The political metagame, particularly under the Obama administration is fascinating and infuriating to observe. Earlier this week, I discussed the modus operandi of Obama's foreign policy team—their approach to any development that arises and their attempt at addressing it. In every case, they use a combination of deceit, deception, and delay to manage their opponents, the media (who is largely complicit anyway) and the public. In most cases, it works.
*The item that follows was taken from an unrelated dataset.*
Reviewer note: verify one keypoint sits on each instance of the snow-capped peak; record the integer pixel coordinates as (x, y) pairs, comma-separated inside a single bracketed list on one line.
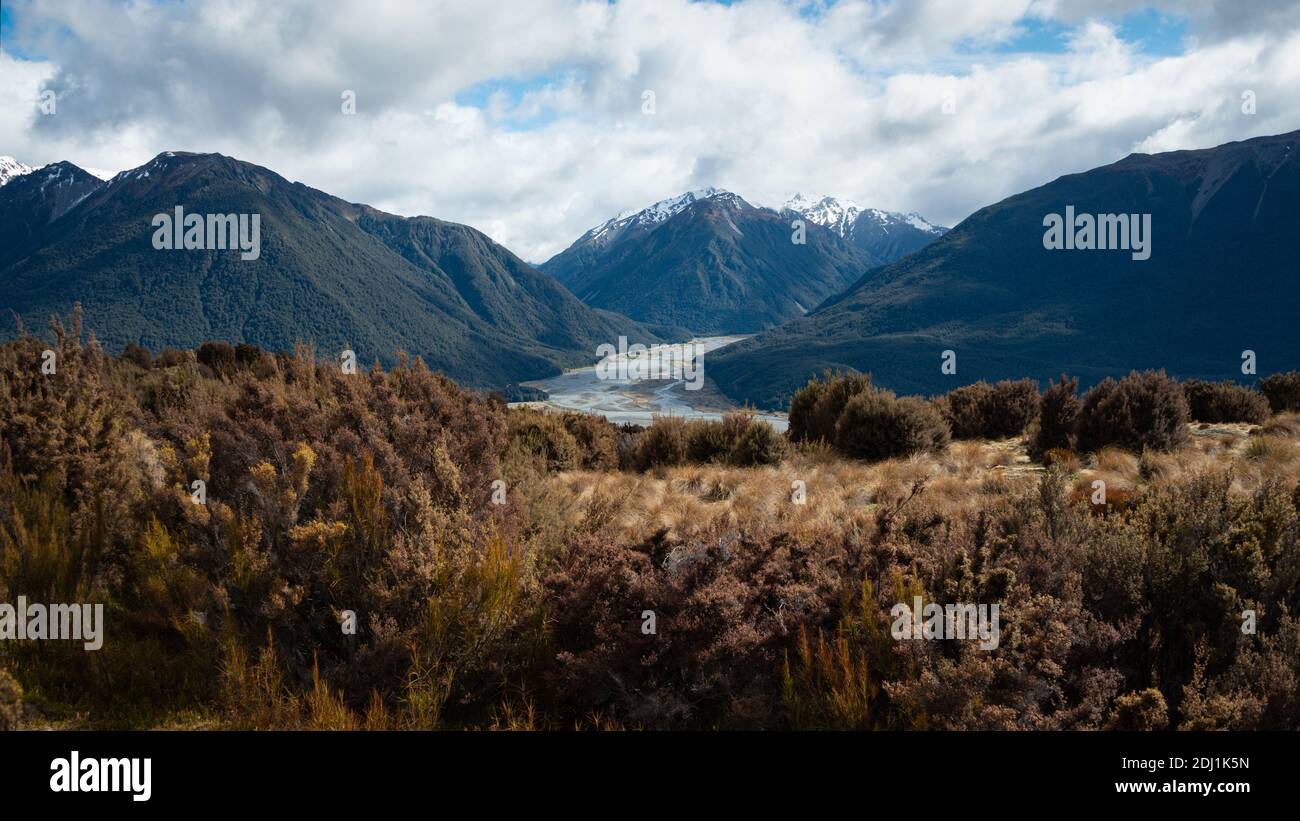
[(841, 216), (11, 168), (659, 212), (826, 211)]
Kimberly Strassel discusses the Clinton modus operandi when it comes to managing scandals that have dogged the couple for well over 30 years. She correctly notes that the Clintons continually live in the grey area between acts that are legal and acts that are illegal. They have a unique ability to make any paper/information disappear (think: Hillary's email server), thereby making the claim that there is no hard proof of any illegality. Somehow, they manage to do this without consequences. They also apply a stonewalling strategy that is quite effective. From Strassel:
“Remember, the Press Has ADD.” Pixar’s “Up” features Dug, a cute dog with a serious attention problem (“squirrel!!!”). This is how the Clintons view the media. Pettable. Unfocused. When caught, the Clinton communications team will issue lofty dismissals—calling charges baseless or old news—and wait for the press to believe it. If it doesn’t, Team Clinton will hold one press conference—a la Mrs. Clinton’s email event—and wait for the media to call the case closed. If it doesn’t, they will change the subject (Hillary is running for president! Squirrel!!!) and wait for the press to lose interest. It often does.
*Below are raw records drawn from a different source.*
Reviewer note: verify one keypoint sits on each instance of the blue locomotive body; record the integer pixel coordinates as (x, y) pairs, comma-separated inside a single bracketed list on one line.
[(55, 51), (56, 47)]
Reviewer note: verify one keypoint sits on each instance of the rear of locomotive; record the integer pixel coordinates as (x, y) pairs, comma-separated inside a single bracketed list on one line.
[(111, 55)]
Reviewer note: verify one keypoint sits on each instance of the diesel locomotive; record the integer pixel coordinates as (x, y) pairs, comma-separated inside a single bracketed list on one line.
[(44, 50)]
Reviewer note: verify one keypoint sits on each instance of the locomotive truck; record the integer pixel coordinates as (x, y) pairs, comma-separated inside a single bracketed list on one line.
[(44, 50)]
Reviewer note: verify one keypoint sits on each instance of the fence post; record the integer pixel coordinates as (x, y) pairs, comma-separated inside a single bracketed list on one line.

If, in fact, all else fails, the Clintons and their surrogates claim that they are victims of a vast right wing conspiracy (VRWC). They attack the messenger, claiming extreme bias, relying on ad hominem attacks on the messenger to deflect from the content of the claim of wrong doing. Again, it often works ... sometimes quite well.

Strassel summarizes:
The question is whether this model, perfected in an earlier age, can hold—especially under the cascade of scandals. Times have changed. There’s more competition in the media these days (blogs, cable, podcasts) and that’s kept pressure on traditional outlets to keep digging into the Clinton Foundation money story. So much so that this week Mrs. Clinton had to escalate to VRWC.
The Democratic Party has changed. It’s now more Obama than Clinton, its left dominated by progressives who didn’t grow up under Hillary, and don’t much like her. They want Elizabeth Warren, and what surely terrifies the Clintons is the potential party explosion were the Massachusetts senator to jump in at this moment of vulnerability. Would it take much to send the party bolting to a fresher female firebrand—without the baggage?
In the end, Strassel thinks that Hillary will prevail, that the media will gladly chase squirrels, and that the Democrats, anxious to relive their identity politics successes of the past eight years will disregard the Clinton's modus operandi with a nod and a wink. We'll see.